Ray shrugged. “Doubt we’ll see anything.”
“You call my girls liars.” Corbin’s voice tightened to breaking.
“It sounds like a story, is all. And even if they call, who’s to say the Stone Men come? But I’ll watch. The boy can make the morning runs tomorrow.”
“Hells, I won’t miss this,” his son said around a mouthful of burger.
“Then we’ll both be tired on deliveries, and so be it when we crash and suffer grievous death.”
“You’re tempting fate,” Sandy said. “This is a damn fool enterprise and I’ll not lend it my support.”
“But you’ll come if we do it.” Corbin’s teeth were thin and white. “Just to watch, of course.”
Matt drank. He realized everyone was looking at him. He crossed his arms and leaned back. “It’s their choice.”
“Excuse me?”
“The girls,” Matt said. “We do this only if your girls want to.”
Ellen looked to her father first, then Claire, then nodded. Matt had seen that expression on young soldiers in the Schtumpfeter Museum’s God Wars paintings—kids sent to do and die on distant sand. He felt he’d done something wrong, and the tightness around Sandy Sforza’s mouth, the sharp lines in her brow, suggested she agreed.
Matt thought he should stop the whole thing then, argue Rafferty into letting his girls alone, convince them all to leave the affairs of Gods and monsters to greater fools who didn’t have to work for a living. But he said nothing, and the others planned against the night.
9
Twilight in Alt Coulumb summer is a wrestling match, or a bout of violent sex. Sun and moon share the sky, the west blushes with exertion, the first and most aggressive stars pierce the blue to begin their evening’s battle with streetlights and office windows. The night’s triumph is inevitable as prophecy, but wet air holds the day’s heat, sweaty fingers tangled in solar curls. The heat lasts even as the sky fills with stars.
Some parts of the city only live on such an evening. Far to the east, the Pleasure Quarter offers cosmopolitan seductions to sailors fresh ashore, to foreigners from the Old World, from Iskar or the Gleb or from Dread Koschei’s realm in Zur, from the Skeld Archipelago with its small gods and sunken cities, from Southern Kath where skeleton kings command indentured zombie hordes to work plantations in blistering heat. Hot Town’s something else again: footraces and drug trade, street music on drums and guitar, food carts selling a hundred variations on fried dough with cinnamon and powdered sugar, cheap carnival rides powered by burly mustachioed men, streetwalkers in private practice. This is where Westerling locals come to sweat and eat and shop and drink and sweat some more, as their parents did and their parents before them down the long centuries before Craftsmen stole fire from the gods and made the world weird. The Hot Town opens storefront windows and unrolls rugs of wares onto sidewalks and streets. Turquoise pendants and silver wirework glitter beside dyed silk scarves and shawls and stalls of pirated books and obscene unlicensed street theater.

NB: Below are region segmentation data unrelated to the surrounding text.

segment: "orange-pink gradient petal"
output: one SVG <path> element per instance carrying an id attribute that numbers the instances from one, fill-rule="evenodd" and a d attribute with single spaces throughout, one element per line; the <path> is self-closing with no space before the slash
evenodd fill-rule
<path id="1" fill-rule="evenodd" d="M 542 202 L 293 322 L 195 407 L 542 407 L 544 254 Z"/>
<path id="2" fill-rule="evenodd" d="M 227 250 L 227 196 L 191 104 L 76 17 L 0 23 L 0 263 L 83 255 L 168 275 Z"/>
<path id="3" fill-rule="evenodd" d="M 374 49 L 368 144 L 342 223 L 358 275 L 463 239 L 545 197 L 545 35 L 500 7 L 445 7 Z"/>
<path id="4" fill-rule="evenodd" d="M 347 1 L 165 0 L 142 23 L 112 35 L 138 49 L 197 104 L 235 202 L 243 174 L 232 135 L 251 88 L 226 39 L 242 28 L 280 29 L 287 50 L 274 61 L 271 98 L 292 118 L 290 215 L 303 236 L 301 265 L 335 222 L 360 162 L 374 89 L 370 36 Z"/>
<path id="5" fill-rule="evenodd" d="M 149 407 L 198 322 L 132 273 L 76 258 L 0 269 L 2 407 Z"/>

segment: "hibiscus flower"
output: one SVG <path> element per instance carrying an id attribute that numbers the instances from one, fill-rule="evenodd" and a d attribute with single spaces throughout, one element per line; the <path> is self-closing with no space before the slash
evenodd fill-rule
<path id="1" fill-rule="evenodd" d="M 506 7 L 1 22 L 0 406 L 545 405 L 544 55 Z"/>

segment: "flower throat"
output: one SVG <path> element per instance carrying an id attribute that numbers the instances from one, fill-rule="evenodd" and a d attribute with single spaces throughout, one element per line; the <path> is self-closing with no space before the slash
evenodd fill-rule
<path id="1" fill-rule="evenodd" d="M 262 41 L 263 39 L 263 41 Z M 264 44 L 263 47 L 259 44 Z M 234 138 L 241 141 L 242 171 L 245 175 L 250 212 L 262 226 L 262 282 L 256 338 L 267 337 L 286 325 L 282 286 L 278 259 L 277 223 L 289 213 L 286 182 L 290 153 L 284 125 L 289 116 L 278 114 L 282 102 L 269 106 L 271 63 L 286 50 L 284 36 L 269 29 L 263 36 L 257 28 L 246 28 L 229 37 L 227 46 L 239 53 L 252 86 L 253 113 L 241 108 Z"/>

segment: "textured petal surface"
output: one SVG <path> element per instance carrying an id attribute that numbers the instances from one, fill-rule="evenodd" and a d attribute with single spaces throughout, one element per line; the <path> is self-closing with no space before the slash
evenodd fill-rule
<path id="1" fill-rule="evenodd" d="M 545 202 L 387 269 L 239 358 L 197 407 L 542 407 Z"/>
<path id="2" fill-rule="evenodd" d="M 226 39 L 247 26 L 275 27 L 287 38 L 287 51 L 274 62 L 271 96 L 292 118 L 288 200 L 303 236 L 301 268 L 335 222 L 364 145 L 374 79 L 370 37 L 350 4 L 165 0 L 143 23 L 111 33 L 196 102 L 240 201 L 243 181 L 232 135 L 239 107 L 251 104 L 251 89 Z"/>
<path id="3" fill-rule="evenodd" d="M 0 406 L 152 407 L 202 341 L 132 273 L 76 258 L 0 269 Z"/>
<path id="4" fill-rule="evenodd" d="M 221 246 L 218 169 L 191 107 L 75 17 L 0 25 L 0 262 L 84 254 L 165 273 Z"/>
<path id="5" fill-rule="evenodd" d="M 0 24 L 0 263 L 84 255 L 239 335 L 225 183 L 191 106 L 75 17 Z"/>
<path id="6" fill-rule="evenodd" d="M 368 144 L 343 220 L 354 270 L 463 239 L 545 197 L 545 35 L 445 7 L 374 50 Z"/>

So fixed were the people milling about their business of pleasure that they missed the broad-winged shadow that flitted overhead, gray against the darkening blue, as night wrestled day to the ground and kissed him so hard their teeth clicked.
Aev knew the scene below of old, had watched the street fair for centuries since her first kindling within a stone egg perched atop Alt Coulumb’s highest tower. The vices did not change so much as the clothes in which the practitioners wrapped themselves. She’d suffered forty years of exile in the Geistwood, hemmed in by trees, robbed of stone and familiar streets, but this was home. What matter if it feared her? What matter if these ants below thought her a harbinger of doom, believed Her Lady dead? Peace came with time and effort, and stone was well suited for both.
Aev flew east and south along the Hot Town strip, skyscrapers to her left, brownstones and tenements to her right. Fountains of ghostlight erupted at irregular intervals from gridded streets. The moon hung slivered in the sky, but growing—gravid with uncertain future.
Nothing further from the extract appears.